Jura Koncius writes for the Washington Post on a trend observed by auctioneers, personal organizers, and downsizing coaches: Millennials aren’t that interested in inheriting all the material possessions that their parents and others want to hand down to them:
Members of the generation that once embraced sex, drugs and rock-and-roll are trying to offload their place settings for 12, family photo albums and leather sectionals.
Their offspring don’t want them.
As baby boomers, born between 1946 and 1964, start cleaning out attics and basements, many are discovering that millennials, born between 1980 and 2000, are not so interested in the lifestyle trappings or nostalgic memorabilia they were so lovingly raised with.
For now, at least, the Millennials don’t need or want all that stuff. As to why, Koncius quotes professional organizer Scott Roewer:
“Millennials are living a more transient life in cities. They are trying to find stable jobs and paying off loans . . . . They are living their life digitally through Instagram and Facebook and YouTube, and that’s how they are capturing their moments. Their whole life is on a computer; they don’t need a shoebox full of greeting cards.”
So will Millennials be the generation that breaks the constant cycle of accumulation?
I think it’s too early to say.

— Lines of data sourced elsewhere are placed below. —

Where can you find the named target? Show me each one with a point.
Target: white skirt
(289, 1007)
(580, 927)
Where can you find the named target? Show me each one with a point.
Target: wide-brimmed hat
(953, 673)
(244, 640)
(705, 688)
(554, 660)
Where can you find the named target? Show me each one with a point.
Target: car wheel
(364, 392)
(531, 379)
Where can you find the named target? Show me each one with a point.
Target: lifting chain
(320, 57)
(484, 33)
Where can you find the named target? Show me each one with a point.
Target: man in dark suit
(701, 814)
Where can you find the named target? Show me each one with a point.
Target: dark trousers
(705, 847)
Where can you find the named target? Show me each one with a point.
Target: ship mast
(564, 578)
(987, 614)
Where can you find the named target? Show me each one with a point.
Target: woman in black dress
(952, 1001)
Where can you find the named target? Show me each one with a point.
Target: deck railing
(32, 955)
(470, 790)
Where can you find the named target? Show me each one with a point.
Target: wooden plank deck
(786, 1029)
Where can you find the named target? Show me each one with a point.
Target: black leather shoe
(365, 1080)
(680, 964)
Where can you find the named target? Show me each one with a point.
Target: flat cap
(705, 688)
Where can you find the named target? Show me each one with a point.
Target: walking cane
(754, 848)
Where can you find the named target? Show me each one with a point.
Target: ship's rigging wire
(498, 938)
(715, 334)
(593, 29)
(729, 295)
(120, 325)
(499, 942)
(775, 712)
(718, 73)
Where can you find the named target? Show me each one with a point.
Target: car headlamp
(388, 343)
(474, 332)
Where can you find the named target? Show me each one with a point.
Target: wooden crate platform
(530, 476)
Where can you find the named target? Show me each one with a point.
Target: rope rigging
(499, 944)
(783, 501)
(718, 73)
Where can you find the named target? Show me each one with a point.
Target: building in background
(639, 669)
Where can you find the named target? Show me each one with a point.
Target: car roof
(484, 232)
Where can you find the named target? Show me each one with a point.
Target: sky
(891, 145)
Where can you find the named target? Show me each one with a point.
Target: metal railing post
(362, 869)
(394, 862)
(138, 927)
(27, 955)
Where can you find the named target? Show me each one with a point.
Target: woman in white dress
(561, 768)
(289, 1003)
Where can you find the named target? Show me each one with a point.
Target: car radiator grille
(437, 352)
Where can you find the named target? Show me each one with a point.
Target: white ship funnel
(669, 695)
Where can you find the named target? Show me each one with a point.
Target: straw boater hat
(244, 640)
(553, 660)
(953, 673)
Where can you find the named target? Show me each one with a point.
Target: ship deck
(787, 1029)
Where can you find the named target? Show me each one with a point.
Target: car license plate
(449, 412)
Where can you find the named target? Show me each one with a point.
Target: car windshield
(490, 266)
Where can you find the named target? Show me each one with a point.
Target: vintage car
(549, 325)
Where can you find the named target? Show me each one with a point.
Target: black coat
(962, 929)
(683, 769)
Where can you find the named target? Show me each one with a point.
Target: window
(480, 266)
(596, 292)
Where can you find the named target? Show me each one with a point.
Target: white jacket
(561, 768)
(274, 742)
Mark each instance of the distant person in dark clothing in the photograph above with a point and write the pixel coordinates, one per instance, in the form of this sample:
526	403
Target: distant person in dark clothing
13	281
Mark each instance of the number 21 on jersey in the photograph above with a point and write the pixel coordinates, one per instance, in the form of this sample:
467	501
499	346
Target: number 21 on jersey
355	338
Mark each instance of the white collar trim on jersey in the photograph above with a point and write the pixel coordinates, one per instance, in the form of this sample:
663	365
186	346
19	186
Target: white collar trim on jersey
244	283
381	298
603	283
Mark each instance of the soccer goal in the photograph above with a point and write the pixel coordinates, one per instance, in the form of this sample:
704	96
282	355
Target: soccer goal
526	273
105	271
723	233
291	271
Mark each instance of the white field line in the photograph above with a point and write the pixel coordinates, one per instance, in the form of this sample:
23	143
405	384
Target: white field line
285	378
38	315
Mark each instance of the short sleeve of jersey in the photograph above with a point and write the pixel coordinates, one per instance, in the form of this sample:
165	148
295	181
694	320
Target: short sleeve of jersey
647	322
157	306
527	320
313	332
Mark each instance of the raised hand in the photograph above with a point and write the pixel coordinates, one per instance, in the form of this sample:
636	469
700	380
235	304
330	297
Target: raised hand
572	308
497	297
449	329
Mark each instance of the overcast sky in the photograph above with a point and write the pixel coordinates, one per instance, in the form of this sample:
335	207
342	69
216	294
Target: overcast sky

Right now it’s fair to presume that life circumstances are influencing Millennial attitudes toward material possessions as much as anything else. Finishing school, geographic transience, economic pressures, and a challenging job market all enter the picture. Furthermore, as the Pew Research Center recently reported, “for the first time in more than 130 years, adults ages 18 to 34 were slightly more likely to be living in their parents’ home than they were to be living with a spouse or partner in their own household.”
It also may be the case, as suggested in the Koncius piece, that Millennials are more likely to live in a digital mode, one less tied to accumulating material possessions. I’d like to think, or at least hope, that maybe they have wizened up to the fact that experiences, not possessions, tend to generate more individual happiness — something that many members of preceding generations have not necessarily understood.
In any event, if this trend hardens into a generational lifestyle choice, then it may be a healthy development for society overall. Speaking as an inveterate collector attempting to downsize my own belongings, I know that we’d be better off shaking the accumulation habit. It does mean, however, that thrift shops may overflow with unwanted stuff from empty-nested McMansions. Those giant dining room tables may just have to be sawed down into kindling.